Give a simple example of a connected graph such that the set of edges $\{(u, v):$ there exists a cut $(S, V - S)$ such that $(u, v)$ is a light edge crossing $(S, V - S)\}$ does not form a minimum spanning tree.

From walkccc:

A triangle whose edge weights are all equal is a graph in which every edge is a light edge crossing some cut. But the triangle is cyclic, so it is not a minimum spanning tree.

### 23.1-6

Show that a graph has a unique minimum spanning tree if, for every cut of the graph, there is a unique light edge crossing the cut. Show that the converse is not true by giving a counterexample.

• Suppose $G$ has more than one MST by having multiple edges connecting two sides of a cut $(S, V-S)$, then there will be multiple light edges with same weight: contradict with that any light edge is unique. So for every cut of the graph, there is a unique light edge crossing the cut.
• Any unique MST where there exist two vertices both connected to a third one with edges of equal weight, a cut between two vertices and the rest of the graph will result in two identical light edges.

### 23.1-10

Given a graph $G$ and a minimum spanning tree $T$, suppose that we decrease the weight of one of the edges in $T$. Show that $T$ is still a minimum spanning tree for $G$. More formally, let $T$ be a minimum spanning tree for $G$ with edge weights given by weight function $w$. Choose one edge $(x, y) \in T$ and a positive number $k$, and define the weight function $w'$ by

w'(u, v) = \begin{cases} w(u, v) & \text{ if }(u, v) \ne (x, y), \\\\ w(x, y) - k & \text{ if }(u, v) = (x, y). \end{cases}

Show that $T$ is a minimum spanning tree for $G$ with edge weights given by $w'$.

Because $T$ is the MST, any other spanning tree would have greater accumulated weights. And by decrease the weights of edges within $T$, it's no harm to the \textbf{minimum}, so it is still the MST.

### 23.2-1

Kruskal's algorithm can return different spanning trees for the same input graph $G$, depending on how it breaks ties when the edges are sorted into order.
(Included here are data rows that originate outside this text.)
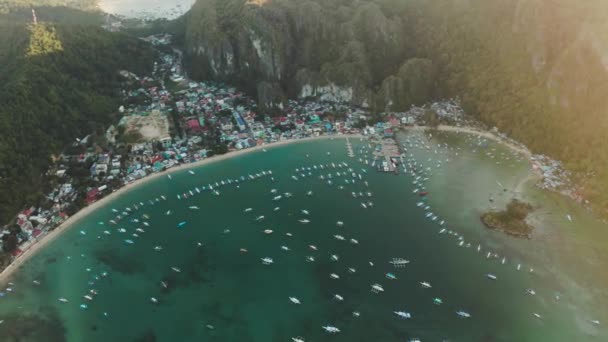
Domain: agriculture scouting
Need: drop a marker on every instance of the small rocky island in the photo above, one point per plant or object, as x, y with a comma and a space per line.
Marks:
511, 221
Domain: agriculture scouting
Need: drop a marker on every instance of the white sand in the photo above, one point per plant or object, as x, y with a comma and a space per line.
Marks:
46, 239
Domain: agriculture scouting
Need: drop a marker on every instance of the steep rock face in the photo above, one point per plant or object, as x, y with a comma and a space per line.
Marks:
334, 51
536, 69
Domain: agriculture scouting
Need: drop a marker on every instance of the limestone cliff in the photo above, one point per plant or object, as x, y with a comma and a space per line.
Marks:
536, 69
336, 50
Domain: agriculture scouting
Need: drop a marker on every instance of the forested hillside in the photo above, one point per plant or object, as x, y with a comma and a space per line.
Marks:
536, 69
59, 82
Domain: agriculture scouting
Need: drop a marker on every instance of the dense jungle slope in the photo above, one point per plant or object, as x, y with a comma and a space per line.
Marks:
536, 69
59, 82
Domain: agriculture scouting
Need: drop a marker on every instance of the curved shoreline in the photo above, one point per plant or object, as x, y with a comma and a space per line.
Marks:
43, 241
472, 130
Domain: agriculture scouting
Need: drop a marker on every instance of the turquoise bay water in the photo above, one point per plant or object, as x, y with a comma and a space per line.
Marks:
243, 300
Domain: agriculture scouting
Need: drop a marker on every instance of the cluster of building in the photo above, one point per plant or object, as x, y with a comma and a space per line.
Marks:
178, 121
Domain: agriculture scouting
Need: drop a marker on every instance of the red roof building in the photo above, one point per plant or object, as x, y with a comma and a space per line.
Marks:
92, 196
194, 125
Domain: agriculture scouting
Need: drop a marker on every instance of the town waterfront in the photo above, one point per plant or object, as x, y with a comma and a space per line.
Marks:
224, 294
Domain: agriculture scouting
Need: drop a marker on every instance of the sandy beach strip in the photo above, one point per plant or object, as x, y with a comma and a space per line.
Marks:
43, 241
472, 130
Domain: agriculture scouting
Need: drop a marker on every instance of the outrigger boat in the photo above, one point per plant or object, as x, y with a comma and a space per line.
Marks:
403, 314
463, 314
377, 288
331, 329
267, 261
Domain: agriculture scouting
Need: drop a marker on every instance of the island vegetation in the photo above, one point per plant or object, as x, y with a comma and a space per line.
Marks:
511, 221
513, 68
59, 82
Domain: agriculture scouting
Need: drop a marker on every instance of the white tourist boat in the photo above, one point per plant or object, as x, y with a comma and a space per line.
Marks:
402, 314
331, 329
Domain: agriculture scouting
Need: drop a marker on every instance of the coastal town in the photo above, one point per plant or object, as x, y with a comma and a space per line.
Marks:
168, 120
Show that for each minimum spanning tree $T$ of $G$, there is a way to sort the edges of $G$ in Kruskal's algorithm so that the algorithm returns $T$.

For each of $T$, when facing a tie, we can add a small portion to the vertice that is not included in the tree, and this actually prioritized included vertices to exist in future reconstructions.

### 23.2-4

Suppose that all edge weights in a graph are integers in the range from $1$ to $|V|$. How fast can you make Kruskal's algorithm run? What if the edge weights are integers in the range from $1$ to $W$ for some constant $W$?

By using counting sort, if edge weights in a graph are integers in the range from $1$ to $|V|$, the running time would be $O(V) + O(V + E) + O(E\alpha (V)) = O(E\alpha (V))$ for sets initialization, counting sort and sets union separately.\

If edge weights in a graph are integers in the range from $1$ to constant $W$, $O(V + E)$ term will be replaced by $O(W + E)$ term, the result remain the same $O(E\alpha (V))$.